Dennoch blieb er bei seinem Ja-Wort. Weil er sich zuvor schon von allen gewollt gefühlt hat. "Auch Bernd Hoffmann hat mir davor schon das Gefühl vermittelt, dass ich der Wunschkandidat bin. Jonas Boldt hat dies dann am Sonntag auch ganz klar gemacht. Es wurde nicht taktiert. Deshalb habe ich meine Entscheidung aus Überzeugung getroffen." Und ganz nebenbei auch die Familie glücklich gemacht: "Auch mein Sohn ist großer HSV-Fan. Er sitzt auf den Färöern und sagt: 'Gott sei Dank hat es geklappt!'"

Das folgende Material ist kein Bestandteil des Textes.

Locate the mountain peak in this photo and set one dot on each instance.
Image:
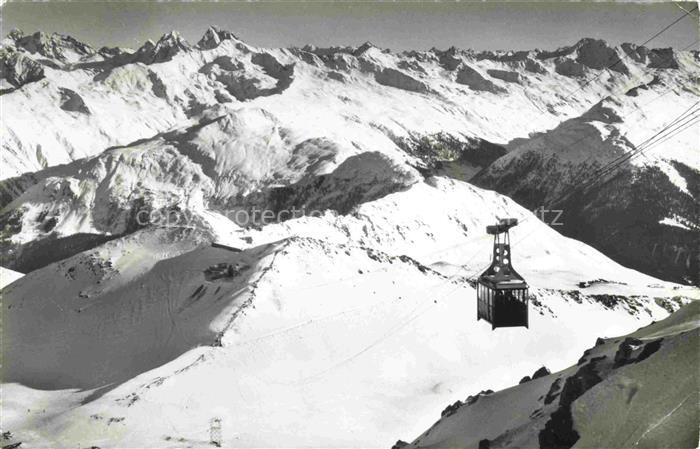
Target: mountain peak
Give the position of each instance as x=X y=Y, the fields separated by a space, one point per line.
x=213 y=37
x=54 y=46
x=168 y=45
x=15 y=34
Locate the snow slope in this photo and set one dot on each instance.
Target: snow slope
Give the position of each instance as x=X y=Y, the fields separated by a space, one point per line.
x=379 y=340
x=364 y=97
x=561 y=170
x=638 y=390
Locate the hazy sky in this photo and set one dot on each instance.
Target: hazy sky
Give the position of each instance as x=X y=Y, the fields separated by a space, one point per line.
x=396 y=25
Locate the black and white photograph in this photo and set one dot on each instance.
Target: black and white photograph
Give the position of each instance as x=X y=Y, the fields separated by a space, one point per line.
x=349 y=224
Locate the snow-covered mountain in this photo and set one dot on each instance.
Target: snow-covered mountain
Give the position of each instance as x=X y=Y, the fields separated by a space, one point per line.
x=368 y=314
x=637 y=390
x=152 y=288
x=651 y=199
x=304 y=111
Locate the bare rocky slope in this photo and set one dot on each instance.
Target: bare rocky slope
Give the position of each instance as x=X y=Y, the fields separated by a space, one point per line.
x=637 y=390
x=257 y=126
x=152 y=288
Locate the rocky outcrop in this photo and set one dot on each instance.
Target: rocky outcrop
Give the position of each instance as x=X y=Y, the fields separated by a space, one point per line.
x=449 y=59
x=503 y=56
x=167 y=46
x=54 y=46
x=662 y=58
x=533 y=66
x=18 y=69
x=359 y=179
x=635 y=52
x=400 y=80
x=597 y=54
x=505 y=75
x=72 y=102
x=213 y=37
x=569 y=67
x=475 y=81
x=245 y=84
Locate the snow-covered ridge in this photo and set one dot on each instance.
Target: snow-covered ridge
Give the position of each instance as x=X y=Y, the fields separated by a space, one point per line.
x=126 y=95
x=625 y=391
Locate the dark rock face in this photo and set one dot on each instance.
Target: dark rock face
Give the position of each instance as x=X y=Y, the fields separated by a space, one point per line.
x=635 y=52
x=596 y=54
x=52 y=46
x=509 y=56
x=244 y=85
x=18 y=69
x=448 y=59
x=569 y=67
x=559 y=432
x=535 y=67
x=451 y=409
x=484 y=444
x=475 y=81
x=167 y=46
x=213 y=37
x=399 y=444
x=554 y=391
x=543 y=371
x=400 y=80
x=505 y=75
x=633 y=350
x=157 y=85
x=272 y=67
x=662 y=58
x=72 y=102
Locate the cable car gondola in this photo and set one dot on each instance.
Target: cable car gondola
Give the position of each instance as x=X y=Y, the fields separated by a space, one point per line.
x=502 y=297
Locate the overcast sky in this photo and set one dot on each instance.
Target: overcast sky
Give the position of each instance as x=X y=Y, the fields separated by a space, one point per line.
x=396 y=25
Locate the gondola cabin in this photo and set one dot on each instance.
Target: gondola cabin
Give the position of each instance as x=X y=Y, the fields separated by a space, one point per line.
x=502 y=294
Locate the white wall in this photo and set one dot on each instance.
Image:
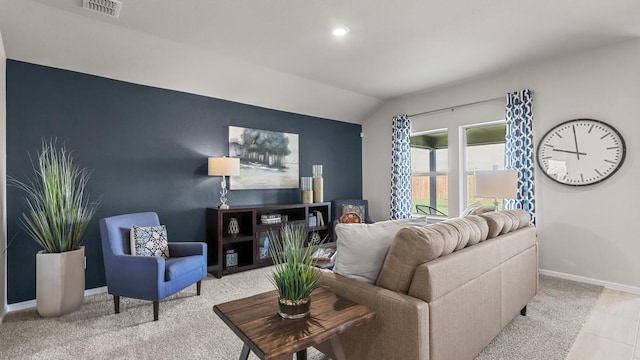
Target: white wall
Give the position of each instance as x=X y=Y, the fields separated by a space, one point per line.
x=116 y=52
x=583 y=231
x=3 y=177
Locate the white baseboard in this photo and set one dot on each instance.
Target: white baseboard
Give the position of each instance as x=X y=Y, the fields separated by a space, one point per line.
x=586 y=280
x=3 y=312
x=32 y=303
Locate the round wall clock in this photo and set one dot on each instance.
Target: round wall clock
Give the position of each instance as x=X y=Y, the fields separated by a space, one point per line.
x=581 y=152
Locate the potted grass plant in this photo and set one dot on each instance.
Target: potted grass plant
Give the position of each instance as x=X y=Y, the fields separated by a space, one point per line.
x=294 y=275
x=57 y=214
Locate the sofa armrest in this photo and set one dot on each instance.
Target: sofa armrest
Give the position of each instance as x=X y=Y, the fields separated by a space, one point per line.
x=400 y=329
x=180 y=249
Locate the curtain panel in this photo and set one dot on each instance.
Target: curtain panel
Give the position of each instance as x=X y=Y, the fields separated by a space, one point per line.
x=401 y=168
x=519 y=149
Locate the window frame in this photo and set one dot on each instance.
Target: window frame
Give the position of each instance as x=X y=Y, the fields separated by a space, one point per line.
x=462 y=151
x=433 y=174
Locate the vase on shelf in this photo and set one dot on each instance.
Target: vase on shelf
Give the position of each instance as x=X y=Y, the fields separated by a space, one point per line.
x=307 y=189
x=234 y=228
x=318 y=196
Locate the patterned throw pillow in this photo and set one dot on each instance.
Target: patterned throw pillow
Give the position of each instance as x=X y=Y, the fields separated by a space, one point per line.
x=149 y=241
x=358 y=209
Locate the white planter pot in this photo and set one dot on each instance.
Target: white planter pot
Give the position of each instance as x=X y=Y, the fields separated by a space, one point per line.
x=59 y=282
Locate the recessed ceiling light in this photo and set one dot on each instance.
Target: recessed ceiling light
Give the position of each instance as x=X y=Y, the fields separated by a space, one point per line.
x=340 y=31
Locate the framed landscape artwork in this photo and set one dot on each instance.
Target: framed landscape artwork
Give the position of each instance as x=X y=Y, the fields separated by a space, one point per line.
x=268 y=159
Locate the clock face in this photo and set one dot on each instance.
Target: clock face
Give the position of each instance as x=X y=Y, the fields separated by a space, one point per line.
x=581 y=152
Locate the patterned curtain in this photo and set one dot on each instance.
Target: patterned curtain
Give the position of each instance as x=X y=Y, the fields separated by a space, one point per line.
x=519 y=149
x=401 y=168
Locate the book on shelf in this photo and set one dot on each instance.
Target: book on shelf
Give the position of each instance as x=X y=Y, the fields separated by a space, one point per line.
x=319 y=217
x=270 y=218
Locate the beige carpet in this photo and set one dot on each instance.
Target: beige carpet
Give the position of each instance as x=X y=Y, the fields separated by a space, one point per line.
x=188 y=328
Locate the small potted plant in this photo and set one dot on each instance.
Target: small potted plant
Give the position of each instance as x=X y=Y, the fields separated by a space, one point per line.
x=294 y=275
x=58 y=212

"Ich mag Herausforderungen und keine Beamtenaufgaben"

Mit Becker hatte Hecking auch bereits konkrete Kaderkorrekturen besprochen - nun setzt er diese mit dessen Nachfolger Boldt fort. "Dinge, die ich mit Ralf angegangen bin, führe ich nun mit Jonas weiter." Dass die eine oder andere Entscheidung Zeit braucht, kalkuliert er dabei ein. "Ich gehe nicht davon aus, dass wir unseren Kader zum Trainingsstart am 17. Juni komplett haben."

Totale Zuversicht strahlt er dennoch aus. "Viele sagen ja: Warum tut der sich das an? Aber ich tue mir gar nix an, ich freue mich darauf. Ich mag Herausforderungen und keine Beamtenaufgaben. Es könnte so sein, dass ich gerade am richtigen Ort bin."